The problem with Kirk was not that he was an activist of strong convictions or that he was divisive. Division is an inevitable and ineradicable feature of any free society, as well as a necessary component of activism across the political spectrum. The problem with Kirk was that his mode of engagement produced a lot of heat and smoke but rarely much light. His overriding purpose was to humiliate his antagonists and encourage a sense of siege in his supporters. At a time when American public life was already fraught with extremism, resentment, and conspiracism, Kirk bombarded his listeners with more of the same. Instead of helping Americans develop cognitive tools to protect themselves from the cacophony of political discourse, he contributed to that discourse’s slide into bitter recrimination.

“Democracies,” the English philosopher Roger Scruton once observed, “owe their existence to national loyalties—the loyalties that are supposedly shared by government and opposition.” But judging by his activism, Kirk seemed to be unmoved by that supervising loyalty or the importance of unity. His mission was to inflict a final and unarguable defeat on the liberal constitutional order, and to be Donald Trump’s most servile courtier as Trump corrupted the Republican Party and the American republic.

It should not be a breach of etiquette to point this out, even in the wake of an assassination. There are greater agents of discord in the political arena than Kirk was, but his influence on American politics was poisonous. He may not have been a bigot, but he was a culture-war maximalist who enjoyed denigrating his opponents, a dedicated foot-soldier in the postliberal war on America’s foundational creed, and an adamant Christian nationalist with no appetite for nuance. He was not an aberration on the populist Right—on the contrary, he was the personification of a movement that raised a mob on 6 January 2021, and he energetically recycled Trump’s lies about the 2020 election. What prompted the idea that liberals must find a good word to say about a demagogue should any harm befall him? Hagiography from conservatives was inevitable, but why did Klein feel he ought to add to it from the liberal centre?

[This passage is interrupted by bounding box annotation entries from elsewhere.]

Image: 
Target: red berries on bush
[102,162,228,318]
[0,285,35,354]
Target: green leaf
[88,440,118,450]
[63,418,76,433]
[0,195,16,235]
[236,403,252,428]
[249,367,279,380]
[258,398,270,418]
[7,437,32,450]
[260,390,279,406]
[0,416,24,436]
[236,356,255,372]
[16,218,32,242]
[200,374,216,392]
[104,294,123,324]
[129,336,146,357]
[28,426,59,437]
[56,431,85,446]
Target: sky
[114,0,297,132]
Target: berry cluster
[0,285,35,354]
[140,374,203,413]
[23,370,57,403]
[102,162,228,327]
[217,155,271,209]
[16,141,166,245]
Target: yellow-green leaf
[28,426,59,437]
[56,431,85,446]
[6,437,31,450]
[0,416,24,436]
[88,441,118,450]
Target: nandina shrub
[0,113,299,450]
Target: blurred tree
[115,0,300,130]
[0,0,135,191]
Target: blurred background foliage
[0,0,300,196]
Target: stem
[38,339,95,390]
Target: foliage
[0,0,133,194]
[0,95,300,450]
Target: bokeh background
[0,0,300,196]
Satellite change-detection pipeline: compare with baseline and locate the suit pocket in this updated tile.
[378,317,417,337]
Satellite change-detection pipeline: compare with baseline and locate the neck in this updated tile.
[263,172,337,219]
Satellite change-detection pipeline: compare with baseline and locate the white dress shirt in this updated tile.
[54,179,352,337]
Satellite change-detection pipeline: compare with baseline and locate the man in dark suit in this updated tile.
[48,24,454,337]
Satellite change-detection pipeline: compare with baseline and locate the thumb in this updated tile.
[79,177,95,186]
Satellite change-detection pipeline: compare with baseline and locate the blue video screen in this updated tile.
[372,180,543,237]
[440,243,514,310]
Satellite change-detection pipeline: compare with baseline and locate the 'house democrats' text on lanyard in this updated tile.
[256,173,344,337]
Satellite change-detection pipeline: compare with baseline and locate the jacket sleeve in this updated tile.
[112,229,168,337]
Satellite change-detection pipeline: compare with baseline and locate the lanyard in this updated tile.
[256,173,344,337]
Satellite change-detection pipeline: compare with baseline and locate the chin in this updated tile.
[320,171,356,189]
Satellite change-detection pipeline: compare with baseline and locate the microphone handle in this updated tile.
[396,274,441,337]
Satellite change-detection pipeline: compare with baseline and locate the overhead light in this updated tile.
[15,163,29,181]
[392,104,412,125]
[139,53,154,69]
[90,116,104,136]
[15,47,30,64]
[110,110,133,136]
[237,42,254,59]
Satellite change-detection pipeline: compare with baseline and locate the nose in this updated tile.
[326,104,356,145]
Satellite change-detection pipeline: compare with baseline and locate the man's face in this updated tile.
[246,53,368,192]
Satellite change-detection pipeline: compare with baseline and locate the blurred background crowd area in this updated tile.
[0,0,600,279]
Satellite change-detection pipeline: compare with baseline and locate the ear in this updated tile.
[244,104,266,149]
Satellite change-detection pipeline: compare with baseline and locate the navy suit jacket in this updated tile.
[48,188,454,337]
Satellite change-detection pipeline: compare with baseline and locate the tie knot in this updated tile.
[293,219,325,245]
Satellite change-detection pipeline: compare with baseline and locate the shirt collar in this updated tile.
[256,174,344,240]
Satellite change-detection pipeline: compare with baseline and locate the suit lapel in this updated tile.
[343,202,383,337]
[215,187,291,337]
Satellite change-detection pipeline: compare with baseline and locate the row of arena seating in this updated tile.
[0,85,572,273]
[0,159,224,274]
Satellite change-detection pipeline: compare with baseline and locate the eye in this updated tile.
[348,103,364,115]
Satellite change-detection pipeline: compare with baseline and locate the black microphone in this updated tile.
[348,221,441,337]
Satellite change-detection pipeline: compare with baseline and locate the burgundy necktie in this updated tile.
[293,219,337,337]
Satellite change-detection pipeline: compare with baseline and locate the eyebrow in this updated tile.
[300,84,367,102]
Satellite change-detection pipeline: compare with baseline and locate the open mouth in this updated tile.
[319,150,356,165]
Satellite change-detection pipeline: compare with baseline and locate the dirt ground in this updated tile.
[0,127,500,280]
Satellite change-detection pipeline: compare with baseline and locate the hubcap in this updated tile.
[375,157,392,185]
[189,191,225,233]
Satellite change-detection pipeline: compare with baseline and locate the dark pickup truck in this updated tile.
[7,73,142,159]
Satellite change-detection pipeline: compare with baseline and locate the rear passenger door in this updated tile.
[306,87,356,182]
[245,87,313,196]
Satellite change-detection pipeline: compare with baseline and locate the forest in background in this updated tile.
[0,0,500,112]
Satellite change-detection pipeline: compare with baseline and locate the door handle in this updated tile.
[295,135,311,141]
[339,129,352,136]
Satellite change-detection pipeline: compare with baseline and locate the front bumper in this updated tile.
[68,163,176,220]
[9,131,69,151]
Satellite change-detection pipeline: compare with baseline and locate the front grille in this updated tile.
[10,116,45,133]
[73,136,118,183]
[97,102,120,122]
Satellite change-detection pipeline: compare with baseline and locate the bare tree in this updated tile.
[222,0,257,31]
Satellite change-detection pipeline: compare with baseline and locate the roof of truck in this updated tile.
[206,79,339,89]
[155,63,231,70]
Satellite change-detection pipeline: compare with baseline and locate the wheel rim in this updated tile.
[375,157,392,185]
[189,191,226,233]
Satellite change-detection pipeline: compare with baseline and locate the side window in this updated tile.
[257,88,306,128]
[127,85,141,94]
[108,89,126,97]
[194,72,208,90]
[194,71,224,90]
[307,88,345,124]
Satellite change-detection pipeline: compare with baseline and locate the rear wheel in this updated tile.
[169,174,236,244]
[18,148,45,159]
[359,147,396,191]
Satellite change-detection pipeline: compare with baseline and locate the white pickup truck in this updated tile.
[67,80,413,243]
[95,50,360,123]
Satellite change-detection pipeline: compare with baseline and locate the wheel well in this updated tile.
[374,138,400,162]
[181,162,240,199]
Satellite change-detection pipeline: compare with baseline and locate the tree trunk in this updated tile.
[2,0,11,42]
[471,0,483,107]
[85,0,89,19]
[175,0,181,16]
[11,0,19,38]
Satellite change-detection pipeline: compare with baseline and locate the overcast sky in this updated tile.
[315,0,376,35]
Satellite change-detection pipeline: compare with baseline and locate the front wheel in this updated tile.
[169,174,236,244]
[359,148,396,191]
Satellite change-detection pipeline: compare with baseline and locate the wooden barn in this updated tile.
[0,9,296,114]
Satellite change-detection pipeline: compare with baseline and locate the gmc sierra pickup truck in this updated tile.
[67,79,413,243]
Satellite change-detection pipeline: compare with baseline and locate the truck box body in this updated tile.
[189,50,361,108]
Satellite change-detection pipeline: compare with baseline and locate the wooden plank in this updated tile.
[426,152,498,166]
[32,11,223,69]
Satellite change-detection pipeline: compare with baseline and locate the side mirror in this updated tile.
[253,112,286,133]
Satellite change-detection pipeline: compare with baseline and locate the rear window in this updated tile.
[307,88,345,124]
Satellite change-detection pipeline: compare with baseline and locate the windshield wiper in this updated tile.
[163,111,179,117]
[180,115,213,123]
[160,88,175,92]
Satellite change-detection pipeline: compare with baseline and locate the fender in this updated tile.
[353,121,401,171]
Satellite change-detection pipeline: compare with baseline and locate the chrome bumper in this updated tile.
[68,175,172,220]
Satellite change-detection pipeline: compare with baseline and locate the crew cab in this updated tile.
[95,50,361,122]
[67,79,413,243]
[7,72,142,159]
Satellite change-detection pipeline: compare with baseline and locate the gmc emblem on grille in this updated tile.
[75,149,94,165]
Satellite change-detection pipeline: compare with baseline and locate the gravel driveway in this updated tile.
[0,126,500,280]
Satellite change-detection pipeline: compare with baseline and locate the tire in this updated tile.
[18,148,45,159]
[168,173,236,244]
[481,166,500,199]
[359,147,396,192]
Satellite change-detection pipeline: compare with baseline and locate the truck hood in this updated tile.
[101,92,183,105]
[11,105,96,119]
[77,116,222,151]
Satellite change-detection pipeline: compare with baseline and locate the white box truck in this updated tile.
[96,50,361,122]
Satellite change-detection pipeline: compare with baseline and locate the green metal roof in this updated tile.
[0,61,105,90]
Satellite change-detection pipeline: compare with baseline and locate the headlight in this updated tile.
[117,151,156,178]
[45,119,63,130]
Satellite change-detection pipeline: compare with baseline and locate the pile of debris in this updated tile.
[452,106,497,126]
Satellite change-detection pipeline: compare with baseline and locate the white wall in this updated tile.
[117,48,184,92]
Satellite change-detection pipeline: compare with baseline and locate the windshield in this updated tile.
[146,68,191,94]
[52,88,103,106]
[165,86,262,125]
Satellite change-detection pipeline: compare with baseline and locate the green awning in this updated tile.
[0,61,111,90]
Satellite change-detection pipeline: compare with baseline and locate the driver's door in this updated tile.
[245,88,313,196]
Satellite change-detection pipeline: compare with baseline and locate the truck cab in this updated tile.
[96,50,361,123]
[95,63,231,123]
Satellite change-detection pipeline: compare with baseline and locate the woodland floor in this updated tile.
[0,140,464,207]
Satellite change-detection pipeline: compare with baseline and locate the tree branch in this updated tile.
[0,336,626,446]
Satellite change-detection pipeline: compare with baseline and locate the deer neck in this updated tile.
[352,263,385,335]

Ezra Klein’s misplaced generosity towards Charlie Kirk may reflect a belief that America’s current fever will eventually subside, and that the country will recover its sense of balance and vitality. But this looks less like confidence in the American system than complacency about the threats arrayed against it. Although American democracy still appears to be protected by its division of powers, the fabric of its civic virtue is torn and frayed. And as Edmund Burke once remarked, manners are of more importance than laws and morals:

The law touches us but here and there, and now and then. Manners are what vex or soothe, corrupt or purify, exalt or debase, barbarise or refine us, by a constant, steady, uniform, insensible operation, like that of the air we breathe in. They give their whole form and colour to our lives. According to their quality, they aid morals, they supply them, or they totally destroy them.

Klein seems to understand this advice because he is unfailingly courteous in his own discussions and debates about politics. So why did he expect so much less of Kirk and why was he prepared to overlook the deleterious effect of Kirk’s conduct on American politics?